April 11, 2019
It’s about making the good actions easy and the bad ones hard.
They’re a way to support and scale behaviours. Whether it’s monthly subscription (a system built to make it easy to give someone your money) or attendance tracking (a system made to keep people feeling watched), they achieve their goals. Systems are powerful.
The most well known is probably a casino and it sums up the ethos. The house always wins. The odds do result in the odd person winning a jackpot but that doesn’t matter. The casino is guaranteed to be the winner in the long run.
Maybe not all the time, some people will always cancel before that free trial ends, or find innovative methods to cheat the attendance and there will always be jackpot winners but none of that matters over time.
Let’s take a case study, let’s say you want to spend less time on twitter and more time reading.
What ways can you think of to make twitter hard and reading books easy?
In Android 9 (pie) you can set app timers, the maximum time you want to do something before it’s locked till the next day.
Doing this makes opening twitter a 4 click process instead of a 1 one click, because you have to go disable the timer.
What that does, is break the instinctual opening of twitter.

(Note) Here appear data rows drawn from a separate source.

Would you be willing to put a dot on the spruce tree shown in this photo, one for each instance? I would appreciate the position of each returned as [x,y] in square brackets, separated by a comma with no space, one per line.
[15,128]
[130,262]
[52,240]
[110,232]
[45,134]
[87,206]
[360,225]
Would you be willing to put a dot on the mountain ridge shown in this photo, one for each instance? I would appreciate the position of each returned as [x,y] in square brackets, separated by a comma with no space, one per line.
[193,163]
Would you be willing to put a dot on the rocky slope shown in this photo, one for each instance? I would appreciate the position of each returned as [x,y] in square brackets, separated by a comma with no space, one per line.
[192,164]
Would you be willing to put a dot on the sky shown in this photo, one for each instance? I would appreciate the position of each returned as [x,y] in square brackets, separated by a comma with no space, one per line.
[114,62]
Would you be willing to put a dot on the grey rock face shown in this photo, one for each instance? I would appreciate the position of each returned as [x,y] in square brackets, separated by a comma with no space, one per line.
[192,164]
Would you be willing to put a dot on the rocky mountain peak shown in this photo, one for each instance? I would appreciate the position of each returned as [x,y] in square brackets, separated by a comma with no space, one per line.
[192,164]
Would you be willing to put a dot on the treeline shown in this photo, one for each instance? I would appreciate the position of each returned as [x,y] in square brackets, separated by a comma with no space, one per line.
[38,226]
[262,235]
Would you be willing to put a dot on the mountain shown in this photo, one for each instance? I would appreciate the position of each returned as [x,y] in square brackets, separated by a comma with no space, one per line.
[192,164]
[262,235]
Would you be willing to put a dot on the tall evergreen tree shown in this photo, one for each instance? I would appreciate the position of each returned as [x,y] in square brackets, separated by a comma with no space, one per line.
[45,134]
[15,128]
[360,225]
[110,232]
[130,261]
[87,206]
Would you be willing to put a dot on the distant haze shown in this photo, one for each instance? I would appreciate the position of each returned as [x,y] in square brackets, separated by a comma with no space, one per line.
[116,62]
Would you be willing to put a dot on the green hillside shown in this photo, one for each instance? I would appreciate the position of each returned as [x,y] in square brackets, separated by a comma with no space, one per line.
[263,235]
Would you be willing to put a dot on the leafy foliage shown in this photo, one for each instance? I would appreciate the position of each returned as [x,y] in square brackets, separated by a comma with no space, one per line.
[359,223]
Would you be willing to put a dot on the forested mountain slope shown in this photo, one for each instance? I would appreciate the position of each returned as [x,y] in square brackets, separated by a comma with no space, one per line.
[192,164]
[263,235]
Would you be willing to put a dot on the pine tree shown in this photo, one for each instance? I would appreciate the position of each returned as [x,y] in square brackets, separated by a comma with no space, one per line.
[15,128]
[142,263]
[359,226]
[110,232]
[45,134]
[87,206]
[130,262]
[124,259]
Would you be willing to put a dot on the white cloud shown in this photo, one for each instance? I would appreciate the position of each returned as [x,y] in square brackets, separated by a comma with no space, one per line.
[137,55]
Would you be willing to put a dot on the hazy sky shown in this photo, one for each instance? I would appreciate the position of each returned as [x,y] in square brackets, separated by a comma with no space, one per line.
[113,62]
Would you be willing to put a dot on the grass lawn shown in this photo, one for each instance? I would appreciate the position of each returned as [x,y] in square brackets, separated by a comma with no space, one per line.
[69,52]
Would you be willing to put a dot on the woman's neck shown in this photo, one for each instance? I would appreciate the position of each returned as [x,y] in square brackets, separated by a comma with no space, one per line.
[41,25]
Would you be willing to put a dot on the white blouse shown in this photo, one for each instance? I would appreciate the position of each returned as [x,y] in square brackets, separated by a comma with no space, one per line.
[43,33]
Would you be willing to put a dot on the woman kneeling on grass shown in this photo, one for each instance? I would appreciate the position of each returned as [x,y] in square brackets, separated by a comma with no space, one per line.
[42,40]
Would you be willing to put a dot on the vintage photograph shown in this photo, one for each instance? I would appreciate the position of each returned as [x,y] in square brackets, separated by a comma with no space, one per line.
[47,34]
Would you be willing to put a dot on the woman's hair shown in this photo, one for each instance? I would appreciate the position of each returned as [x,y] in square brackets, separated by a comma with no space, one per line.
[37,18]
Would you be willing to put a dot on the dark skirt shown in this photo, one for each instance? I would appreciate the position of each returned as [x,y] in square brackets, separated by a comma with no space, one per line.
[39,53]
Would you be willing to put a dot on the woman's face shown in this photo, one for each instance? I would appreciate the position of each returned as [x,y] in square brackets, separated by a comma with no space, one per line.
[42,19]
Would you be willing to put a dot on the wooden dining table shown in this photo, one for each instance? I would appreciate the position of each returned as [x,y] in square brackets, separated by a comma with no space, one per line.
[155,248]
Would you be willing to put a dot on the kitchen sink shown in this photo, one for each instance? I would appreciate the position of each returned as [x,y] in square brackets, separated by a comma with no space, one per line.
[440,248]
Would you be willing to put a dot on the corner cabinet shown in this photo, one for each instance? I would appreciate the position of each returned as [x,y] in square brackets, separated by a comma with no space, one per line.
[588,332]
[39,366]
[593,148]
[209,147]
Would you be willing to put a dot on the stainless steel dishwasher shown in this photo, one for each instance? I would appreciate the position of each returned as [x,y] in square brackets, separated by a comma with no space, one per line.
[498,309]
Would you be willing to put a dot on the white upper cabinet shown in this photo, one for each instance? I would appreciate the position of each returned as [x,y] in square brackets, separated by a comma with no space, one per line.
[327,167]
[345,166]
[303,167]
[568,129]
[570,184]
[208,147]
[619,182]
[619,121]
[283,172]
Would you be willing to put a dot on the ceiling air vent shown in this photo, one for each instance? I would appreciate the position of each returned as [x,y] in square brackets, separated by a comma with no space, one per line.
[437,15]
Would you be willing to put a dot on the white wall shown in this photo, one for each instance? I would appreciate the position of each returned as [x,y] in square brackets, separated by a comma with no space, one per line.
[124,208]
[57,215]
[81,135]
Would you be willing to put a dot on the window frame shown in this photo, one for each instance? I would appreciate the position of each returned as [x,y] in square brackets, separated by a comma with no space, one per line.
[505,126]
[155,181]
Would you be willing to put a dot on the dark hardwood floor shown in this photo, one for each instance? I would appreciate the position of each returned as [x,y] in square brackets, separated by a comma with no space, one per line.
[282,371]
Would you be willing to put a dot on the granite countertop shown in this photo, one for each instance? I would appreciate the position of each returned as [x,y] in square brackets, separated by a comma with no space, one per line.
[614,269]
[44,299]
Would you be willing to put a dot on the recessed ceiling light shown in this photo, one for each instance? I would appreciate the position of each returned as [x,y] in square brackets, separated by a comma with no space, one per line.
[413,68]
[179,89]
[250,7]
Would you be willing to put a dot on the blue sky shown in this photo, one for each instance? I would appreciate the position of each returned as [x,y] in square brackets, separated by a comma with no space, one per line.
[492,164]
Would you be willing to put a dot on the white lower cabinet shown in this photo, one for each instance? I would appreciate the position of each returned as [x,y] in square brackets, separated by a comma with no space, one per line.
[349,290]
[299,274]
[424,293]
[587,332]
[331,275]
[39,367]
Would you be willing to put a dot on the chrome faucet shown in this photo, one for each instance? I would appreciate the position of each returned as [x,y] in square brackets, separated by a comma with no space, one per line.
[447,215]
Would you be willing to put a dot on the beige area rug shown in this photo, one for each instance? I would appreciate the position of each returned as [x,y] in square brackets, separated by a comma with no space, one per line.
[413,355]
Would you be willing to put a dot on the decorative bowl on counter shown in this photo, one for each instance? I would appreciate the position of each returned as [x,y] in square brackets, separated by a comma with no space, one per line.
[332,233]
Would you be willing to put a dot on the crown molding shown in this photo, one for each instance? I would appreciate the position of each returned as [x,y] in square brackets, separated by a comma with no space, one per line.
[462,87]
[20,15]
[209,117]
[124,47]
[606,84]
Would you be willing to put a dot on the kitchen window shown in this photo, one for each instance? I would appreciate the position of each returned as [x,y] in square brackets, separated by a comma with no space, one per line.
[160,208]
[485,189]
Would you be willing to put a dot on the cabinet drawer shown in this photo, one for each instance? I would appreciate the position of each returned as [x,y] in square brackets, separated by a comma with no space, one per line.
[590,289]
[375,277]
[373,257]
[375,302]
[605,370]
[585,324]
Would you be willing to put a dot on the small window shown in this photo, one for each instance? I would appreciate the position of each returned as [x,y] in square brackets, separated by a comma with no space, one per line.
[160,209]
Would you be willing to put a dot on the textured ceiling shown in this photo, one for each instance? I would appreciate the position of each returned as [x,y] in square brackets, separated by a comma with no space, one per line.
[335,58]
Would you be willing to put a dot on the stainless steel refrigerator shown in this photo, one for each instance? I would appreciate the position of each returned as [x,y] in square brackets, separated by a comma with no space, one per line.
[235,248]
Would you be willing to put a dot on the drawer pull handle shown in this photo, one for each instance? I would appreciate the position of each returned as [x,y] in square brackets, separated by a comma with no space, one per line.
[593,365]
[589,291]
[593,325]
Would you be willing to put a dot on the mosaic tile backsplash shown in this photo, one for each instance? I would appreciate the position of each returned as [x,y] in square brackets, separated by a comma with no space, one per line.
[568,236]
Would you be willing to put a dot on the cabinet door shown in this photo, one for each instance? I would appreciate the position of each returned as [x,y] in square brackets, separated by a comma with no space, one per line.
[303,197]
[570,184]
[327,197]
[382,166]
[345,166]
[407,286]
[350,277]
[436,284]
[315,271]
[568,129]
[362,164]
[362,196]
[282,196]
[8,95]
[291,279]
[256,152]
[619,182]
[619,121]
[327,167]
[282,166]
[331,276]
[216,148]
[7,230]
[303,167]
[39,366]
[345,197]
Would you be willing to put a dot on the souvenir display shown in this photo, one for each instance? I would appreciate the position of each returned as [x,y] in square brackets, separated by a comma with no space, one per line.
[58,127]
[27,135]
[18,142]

This is more straightforward, just set a home screen shortcut for books that you want to read. Or stow your phone away in the storage area and keeps books by your bed.
This way, you might go to open twitter but when you get bounced off, you remeber that you want to read a book instead and open that. Over time, you will retrain yourself to prefer books.
Again, it doesn’t matter that you still open twitter sometimes. In the long run, you’re now reading far more and using twitter far less.
What ways can you think of to make the goals you want to achieve easier to work towards and the distractions that take you away from it, harder?